Soulful Black-Eyed Peas Recipe - Cooking Index
1 lb | 454g / 16oz | Dried black-eyed peas |
Water | ||
1 tablespoon | 15ml | Olive oil |
1 cup | 62g / 2.2oz | Onion - chopped |
2 | Garlic - crushed | |
1 teaspoon | 5ml | Salt |
1 teaspoon | 5ml | Crushed dried thyme |
2 | Bay leaves | |
1/4 teaspoon | 1.3ml | Cracked red or black pepper |
Sort peas, then wash and drain. Soak 1 hour in water to cover. Drain and set aside. Heat olive oil in large heavy saucepan. Add onion and saute over medium heat until almost browned, about 5 minutes.
Stir in garlic, then 4 cups water, salt, thyme, bay leaves and pepper. Bring to boil.
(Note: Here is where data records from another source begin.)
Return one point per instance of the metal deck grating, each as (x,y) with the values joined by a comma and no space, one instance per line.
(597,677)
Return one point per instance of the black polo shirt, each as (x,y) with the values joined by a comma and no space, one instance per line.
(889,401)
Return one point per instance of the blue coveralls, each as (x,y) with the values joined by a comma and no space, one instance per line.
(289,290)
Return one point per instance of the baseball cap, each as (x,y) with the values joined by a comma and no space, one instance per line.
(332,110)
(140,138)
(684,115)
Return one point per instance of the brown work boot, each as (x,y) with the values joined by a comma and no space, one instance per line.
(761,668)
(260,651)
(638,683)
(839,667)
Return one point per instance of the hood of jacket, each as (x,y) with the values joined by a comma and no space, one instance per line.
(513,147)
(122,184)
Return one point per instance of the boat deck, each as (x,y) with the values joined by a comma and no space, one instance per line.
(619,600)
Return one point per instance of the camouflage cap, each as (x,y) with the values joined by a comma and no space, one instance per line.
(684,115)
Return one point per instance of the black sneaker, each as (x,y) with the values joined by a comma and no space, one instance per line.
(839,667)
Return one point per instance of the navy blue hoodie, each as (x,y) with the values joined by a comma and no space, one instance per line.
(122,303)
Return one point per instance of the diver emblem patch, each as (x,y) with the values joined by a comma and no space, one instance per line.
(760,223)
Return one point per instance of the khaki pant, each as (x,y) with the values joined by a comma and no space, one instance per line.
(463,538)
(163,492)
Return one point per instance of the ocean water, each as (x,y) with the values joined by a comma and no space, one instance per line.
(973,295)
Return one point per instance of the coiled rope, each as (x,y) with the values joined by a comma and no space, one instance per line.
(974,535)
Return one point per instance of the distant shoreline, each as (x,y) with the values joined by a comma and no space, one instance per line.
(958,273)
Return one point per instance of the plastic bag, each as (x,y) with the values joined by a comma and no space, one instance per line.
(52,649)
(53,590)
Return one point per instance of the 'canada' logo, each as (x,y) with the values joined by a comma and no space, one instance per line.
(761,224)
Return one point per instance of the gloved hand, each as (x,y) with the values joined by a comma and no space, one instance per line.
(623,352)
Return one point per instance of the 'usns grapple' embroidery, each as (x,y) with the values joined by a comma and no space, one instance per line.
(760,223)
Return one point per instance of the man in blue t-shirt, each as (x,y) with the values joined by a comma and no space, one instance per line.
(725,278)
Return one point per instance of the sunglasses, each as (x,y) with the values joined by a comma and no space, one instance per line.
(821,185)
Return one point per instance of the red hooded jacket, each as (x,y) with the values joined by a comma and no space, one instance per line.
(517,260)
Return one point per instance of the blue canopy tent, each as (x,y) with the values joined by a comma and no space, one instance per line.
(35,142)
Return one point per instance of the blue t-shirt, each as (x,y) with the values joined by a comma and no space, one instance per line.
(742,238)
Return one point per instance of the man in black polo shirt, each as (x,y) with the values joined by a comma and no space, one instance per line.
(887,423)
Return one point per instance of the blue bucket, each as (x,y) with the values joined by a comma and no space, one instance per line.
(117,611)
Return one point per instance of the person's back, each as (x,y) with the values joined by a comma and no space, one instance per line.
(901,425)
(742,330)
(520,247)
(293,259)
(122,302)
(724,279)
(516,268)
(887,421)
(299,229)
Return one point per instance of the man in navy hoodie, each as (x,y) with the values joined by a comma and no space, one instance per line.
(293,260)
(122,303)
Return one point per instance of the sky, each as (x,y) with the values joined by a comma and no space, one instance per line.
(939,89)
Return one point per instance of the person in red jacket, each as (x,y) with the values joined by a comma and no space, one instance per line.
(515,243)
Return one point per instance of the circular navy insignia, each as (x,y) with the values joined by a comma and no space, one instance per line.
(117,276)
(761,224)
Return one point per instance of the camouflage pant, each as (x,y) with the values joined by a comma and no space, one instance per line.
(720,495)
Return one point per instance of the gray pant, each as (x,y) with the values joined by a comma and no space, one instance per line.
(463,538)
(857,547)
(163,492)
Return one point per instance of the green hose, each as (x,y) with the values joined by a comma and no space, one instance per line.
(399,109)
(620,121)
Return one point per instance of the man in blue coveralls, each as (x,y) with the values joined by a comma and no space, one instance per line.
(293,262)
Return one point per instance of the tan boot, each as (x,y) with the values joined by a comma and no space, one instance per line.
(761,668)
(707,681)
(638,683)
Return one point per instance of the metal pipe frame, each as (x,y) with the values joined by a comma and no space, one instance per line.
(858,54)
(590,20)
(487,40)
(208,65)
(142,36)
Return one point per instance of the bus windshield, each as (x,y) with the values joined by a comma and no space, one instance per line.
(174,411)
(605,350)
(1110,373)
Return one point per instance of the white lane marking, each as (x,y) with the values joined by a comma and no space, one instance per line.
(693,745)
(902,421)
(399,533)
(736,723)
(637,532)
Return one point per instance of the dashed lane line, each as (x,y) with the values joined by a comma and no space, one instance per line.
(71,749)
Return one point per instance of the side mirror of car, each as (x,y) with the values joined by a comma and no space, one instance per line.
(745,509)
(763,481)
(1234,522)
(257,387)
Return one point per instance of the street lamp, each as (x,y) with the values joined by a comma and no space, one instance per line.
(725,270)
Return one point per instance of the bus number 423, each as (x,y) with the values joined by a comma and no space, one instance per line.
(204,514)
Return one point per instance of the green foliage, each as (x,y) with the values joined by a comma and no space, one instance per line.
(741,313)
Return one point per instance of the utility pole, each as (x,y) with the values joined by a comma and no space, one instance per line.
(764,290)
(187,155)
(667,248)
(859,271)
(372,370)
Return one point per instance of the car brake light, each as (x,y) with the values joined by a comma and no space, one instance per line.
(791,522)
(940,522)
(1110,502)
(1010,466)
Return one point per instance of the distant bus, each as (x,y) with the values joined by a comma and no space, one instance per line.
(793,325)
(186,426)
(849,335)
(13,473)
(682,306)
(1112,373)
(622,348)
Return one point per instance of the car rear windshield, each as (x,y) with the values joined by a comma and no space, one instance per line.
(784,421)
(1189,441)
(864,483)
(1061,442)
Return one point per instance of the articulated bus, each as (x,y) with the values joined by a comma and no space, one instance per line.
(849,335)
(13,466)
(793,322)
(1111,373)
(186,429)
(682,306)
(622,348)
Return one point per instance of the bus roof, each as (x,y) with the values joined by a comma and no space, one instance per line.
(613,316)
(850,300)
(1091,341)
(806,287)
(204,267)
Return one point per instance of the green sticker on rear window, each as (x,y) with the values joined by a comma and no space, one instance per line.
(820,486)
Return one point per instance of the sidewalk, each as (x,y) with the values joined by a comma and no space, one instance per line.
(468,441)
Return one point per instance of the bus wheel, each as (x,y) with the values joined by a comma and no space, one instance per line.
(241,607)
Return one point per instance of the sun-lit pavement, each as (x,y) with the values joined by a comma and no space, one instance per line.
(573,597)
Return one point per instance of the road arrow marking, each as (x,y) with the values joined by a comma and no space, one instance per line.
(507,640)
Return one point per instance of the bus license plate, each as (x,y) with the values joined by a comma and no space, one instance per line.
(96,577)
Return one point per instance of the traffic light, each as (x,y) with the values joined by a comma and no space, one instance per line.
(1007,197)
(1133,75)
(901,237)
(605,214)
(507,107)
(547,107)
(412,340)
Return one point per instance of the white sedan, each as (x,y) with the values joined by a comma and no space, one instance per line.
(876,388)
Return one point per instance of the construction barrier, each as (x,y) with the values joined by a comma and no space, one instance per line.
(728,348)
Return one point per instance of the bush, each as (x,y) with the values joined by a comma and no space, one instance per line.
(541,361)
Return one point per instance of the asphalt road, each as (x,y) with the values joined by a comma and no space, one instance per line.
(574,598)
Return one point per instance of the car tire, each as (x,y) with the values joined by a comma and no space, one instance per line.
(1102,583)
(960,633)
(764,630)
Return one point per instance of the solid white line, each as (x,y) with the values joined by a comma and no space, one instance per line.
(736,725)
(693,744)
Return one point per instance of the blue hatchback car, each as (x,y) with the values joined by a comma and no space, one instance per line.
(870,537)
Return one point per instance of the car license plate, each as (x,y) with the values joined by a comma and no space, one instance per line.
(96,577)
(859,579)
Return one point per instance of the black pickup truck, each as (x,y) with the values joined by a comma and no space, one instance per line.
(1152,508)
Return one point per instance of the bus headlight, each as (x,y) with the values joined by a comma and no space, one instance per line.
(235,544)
Add drained peas and return to boil. Reduce heat to low. Cover and cook 45 minutes to 1 hour, or until peas are tender.
Source:
Frances Price, L.A. Times article, "Reviving Soul Food", 1/14/93, page H10. "I've worked out new ways for old favorite [soul food] recipes, considerably lightened in both fat and salt, that preserve much (but not all) of that old-time flavor."